PKK Umumkan Pembubaran dan Akhiri Aktivitas Bersenjata

Menurut laporan dari China Media Group pada 12 Mei waktu setempat, Partai Pekerja Kurdistan (PKK) secara resmi mengumumkan pembubarannya dan mengakhiri perjuangan bersenjata yang telah berlangsung lebih dari 40 tahun.

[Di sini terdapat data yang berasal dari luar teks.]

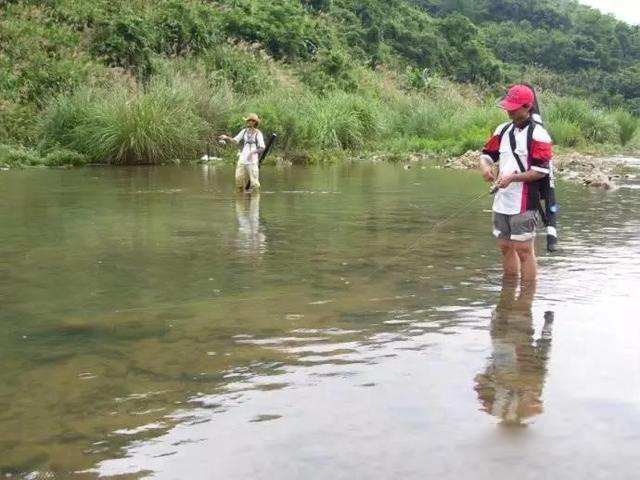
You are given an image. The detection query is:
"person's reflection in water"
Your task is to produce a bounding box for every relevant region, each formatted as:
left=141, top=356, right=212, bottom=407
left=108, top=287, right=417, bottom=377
left=236, top=193, right=267, bottom=258
left=475, top=281, right=553, bottom=426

Awal bulan ini, PKK mengadakan kongres di Irak utara dengan fokus pada seruan dari pemimpin mereka yang dipenjara, Abdullah Öcalan, untuk “meletakkan senjata dan mewujudkan perdamaian.”

Kongres ini berlangsung dari 5 hingga 7 Mei. Pada 9 Mei, PKK mengeluarkan pernyataan yang menegaskan bahwa struktur organisasinya dibubarkan dan aktivitas bersenjatanya dihentikan.

Pemimpin PKK Serukan Anggotanya Letakkan Senjata

Pada 27 Februari, Abdullah Öcalan yang saat ini dipenjara, mengeluarkan pernyataan yang menyerukan seluruh anggota bersenjata PKK untuk meletakkan senjata dan agar partai dibubarkan. Ia juga menyatakan akan menanggung tanggung jawab sejarah atas keputusan ini.

Pejabat Turki menyambut pernyataan Öcalan sebagai awal dari "era baru". Otoritas Kurdi di Irak dan Suriah juga menyambut baik perkembangan ini. Amerika Serikat, Jerman, dan beberapa negara Barat lainnya juga menyatakan dukungan.

Gencatan Senjata dan Pembubaran Diumumkan Secara Resmi

Pada 1 Maret, PKK mengumumkan gencatan senjata dan menyatakan kesiapannya untuk menanggapi seruan Öcalan dengan meletakkan senjata dan membubarkan organisasi.

PKK menyatakan bahwa mulai saat itu, pasukannya akan berhenti bertempur selama tidak diserang, dan akan dibubarkan di bawah kepemimpinan Öcalan.

PKK juga menuntut pemerintah Turki untuk membebaskan Öcalan dan memungkinkannya kembali ke kehidupan normal serta memimpin proses ini, dengan menyatakan bahwa hanya di bawah kepemimpinannya proses ini dapat terlaksana.

Öcalan ditangkap oleh pemerintah Turki pada tahun 1999 dan sejak itu ditahan di Pulau İmralı dekat Istanbul. Pada Oktober 2012, pemerintah Turki mulai melakukan negosiasi dengan Öcalan untuk memulai proses perdamaian dalam upaya menyelesaikan masalah Kurdi di negara tersebut.

Didirikan pada tahun 1979, PKK berjuang untuk mendirikan negara Kurdi merdeka melalui perjuangan bersenjata di wilayah-wilayah berpenduduk Kurdi di Turki, Irak, Iran, dan Suriah. Selama lebih dari empat dekade konflik, puluhan ribu orang tewas. PKK telah diklasifikasikan sebagai organisasi teroris oleh Turki, Uni Eropa, dan Amerika Serikat.

Pembubaran ini dipandang sebagai titik balik penting dalam proses perdamaian kawasan.